She did it, sisters & brothers !

(ouaip, on inverse : le girl power fait partie intégrante du message solaire)

 

Bon allez, vite fait. Parce que vous savez déjà tout ce qui suit. Surtout si vous traînez souvent en ces pages. Voilà le tableau : Sun joue de la Brutal Pop. Autrement dit un mélange 60/40 (parfois 50/50, parfois 70/30) de Pop et de Metal. Avec, donc, de gros riffs qui rugissent, du growl’n’shriek qui fait peur aux abonnés au Pelerin Magazine, et de la batterie qui – pas tout le temps, mais quand même – déboule comme un Gengis Khan bullshitophobe sur le plateau de CNews. Mais aussi des accroches taillées pour hameçonner les oreilles profanes. Des morceaux en forme de tubes imparables. Ainsi que de joyeuses incartades hors-sujet-mais-presque – comme une rythmique Reggaeton sur « Painful Attraction », ou des basses d’inspiration Dub sur la 2e occurrence des couplets de « Warrior Riot Grrrl ».

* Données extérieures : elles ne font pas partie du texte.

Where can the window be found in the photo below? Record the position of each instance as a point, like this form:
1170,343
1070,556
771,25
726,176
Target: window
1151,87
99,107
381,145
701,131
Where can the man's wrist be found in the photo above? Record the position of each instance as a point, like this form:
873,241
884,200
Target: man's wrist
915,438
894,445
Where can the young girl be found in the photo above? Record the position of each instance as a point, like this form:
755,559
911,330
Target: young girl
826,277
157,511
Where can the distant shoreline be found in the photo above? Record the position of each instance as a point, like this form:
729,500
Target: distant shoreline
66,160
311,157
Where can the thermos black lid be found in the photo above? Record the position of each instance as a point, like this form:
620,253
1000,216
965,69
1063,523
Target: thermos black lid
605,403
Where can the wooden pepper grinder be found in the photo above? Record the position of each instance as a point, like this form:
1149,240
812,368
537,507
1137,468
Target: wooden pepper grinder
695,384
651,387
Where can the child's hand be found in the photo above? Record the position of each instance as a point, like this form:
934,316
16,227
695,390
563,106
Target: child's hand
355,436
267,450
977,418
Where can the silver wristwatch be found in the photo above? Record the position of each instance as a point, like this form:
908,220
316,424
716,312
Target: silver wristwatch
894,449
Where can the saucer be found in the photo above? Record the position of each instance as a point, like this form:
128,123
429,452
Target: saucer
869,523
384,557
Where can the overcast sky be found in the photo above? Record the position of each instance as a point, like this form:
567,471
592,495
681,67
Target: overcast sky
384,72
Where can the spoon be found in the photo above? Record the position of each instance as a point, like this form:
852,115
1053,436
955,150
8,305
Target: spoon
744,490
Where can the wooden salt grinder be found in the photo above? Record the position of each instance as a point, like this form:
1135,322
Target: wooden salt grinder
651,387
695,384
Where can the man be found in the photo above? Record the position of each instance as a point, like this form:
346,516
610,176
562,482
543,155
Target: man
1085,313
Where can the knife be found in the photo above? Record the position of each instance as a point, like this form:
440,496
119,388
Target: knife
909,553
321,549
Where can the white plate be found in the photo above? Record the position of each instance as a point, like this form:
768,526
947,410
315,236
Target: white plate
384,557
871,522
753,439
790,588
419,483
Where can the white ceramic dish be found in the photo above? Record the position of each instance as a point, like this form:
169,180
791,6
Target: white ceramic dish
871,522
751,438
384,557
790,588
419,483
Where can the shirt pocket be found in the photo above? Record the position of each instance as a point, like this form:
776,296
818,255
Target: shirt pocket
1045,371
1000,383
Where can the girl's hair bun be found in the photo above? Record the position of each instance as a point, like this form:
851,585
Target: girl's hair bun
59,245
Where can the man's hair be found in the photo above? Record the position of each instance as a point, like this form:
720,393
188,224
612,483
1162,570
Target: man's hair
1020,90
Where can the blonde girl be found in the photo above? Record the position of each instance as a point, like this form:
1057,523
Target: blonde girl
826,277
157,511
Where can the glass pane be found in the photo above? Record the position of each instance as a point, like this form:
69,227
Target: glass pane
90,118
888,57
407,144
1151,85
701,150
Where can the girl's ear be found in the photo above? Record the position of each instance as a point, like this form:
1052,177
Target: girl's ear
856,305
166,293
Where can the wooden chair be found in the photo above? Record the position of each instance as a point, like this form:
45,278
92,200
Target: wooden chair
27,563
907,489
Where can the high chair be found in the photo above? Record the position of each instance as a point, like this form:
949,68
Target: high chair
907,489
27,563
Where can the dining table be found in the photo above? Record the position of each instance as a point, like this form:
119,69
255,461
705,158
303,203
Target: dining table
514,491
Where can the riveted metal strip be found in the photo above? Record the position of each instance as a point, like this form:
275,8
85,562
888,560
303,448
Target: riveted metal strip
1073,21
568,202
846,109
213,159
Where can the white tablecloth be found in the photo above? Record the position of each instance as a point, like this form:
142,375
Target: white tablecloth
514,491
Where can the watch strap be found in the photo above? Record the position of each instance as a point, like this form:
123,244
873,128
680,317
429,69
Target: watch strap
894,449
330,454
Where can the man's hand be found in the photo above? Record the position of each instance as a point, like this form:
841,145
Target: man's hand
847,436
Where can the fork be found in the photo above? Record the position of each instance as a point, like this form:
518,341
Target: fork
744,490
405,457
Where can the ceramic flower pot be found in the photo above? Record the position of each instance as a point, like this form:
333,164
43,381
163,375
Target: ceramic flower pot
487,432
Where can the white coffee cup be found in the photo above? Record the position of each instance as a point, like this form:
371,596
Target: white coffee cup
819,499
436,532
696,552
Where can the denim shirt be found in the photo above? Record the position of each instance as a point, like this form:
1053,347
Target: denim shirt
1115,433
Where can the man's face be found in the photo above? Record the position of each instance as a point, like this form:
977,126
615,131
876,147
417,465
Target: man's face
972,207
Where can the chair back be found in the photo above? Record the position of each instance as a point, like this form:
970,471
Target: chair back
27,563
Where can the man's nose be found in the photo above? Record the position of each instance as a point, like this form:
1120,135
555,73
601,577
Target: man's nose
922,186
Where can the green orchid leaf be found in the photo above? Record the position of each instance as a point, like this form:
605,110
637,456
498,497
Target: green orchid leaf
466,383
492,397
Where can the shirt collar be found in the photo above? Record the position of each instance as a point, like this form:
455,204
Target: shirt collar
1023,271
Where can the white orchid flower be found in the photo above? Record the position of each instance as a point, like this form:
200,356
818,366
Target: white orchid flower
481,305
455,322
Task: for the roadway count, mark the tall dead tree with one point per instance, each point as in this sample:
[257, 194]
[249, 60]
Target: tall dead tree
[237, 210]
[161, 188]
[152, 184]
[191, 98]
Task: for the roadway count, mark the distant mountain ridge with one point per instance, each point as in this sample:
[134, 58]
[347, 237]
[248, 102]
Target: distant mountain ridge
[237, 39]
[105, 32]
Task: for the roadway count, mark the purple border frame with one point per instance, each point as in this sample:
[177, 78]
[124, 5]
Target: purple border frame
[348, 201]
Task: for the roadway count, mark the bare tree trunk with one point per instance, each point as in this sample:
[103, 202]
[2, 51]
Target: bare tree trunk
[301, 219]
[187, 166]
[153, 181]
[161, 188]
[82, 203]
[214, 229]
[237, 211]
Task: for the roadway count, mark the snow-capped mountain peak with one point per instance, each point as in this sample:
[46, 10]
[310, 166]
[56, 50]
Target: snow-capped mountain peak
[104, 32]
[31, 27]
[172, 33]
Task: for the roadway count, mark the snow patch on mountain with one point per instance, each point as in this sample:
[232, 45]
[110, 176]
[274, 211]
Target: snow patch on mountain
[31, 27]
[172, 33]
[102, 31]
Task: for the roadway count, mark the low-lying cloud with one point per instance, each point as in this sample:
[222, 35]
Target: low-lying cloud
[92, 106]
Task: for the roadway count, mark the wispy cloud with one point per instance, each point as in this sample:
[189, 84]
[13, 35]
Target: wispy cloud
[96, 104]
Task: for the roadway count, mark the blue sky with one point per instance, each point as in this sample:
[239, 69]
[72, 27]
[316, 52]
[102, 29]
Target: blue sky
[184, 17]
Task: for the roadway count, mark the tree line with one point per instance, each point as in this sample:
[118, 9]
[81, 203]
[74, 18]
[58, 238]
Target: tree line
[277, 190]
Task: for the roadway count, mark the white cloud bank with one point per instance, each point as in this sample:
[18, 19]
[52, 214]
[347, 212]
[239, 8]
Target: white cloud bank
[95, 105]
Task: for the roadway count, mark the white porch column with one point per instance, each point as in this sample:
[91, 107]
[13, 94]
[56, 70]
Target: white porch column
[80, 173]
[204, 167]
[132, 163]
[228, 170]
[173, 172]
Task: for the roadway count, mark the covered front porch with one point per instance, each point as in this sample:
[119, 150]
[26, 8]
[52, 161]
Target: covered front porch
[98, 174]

Un mélange à la fois TRES personnel, et complètement imparable.

Rien à voir avec les lamentables essais Pop Metal de groupes qu’on ne citera pas, qui draguent à très large spectre, et sont aussi crédibles qu’un rabbin charcutier. Cerise sur le soleil, Karoline a développé un univers visuel chiadé et très typé – on aime ou pas, mais cela contribue indéniablement à forger l'identité de ce Wonderland décibellique dont elle est à la fois la Reine de cœur et l'Alice.

 

Les neuf compos nouvelles sont telles des architectes d’intérieur transformant la grosse demi-heure d’écoute requise en un bâtiment musical aussi solide que magnifique, plaisant dès le premier regard, mais plus sophistiqué qu’il n’y parait, plein de recoins aussi charmants que confortables – sans oublier d’épais coussins pour les câlins ! L’édifice mêle des décos typées Philippe Stark et Giger à d’imposantes poutres de bois et d’épaisses tentures brodées. C’est inattendu, contrasté, et pourtant tout y est à sa place… À tel point qu’on envisagerait sans mal y poser durablement ses valises !

 

En guise d’entrée, « Free Your Soul » combine urgence, riff de cristal et force de persuasion.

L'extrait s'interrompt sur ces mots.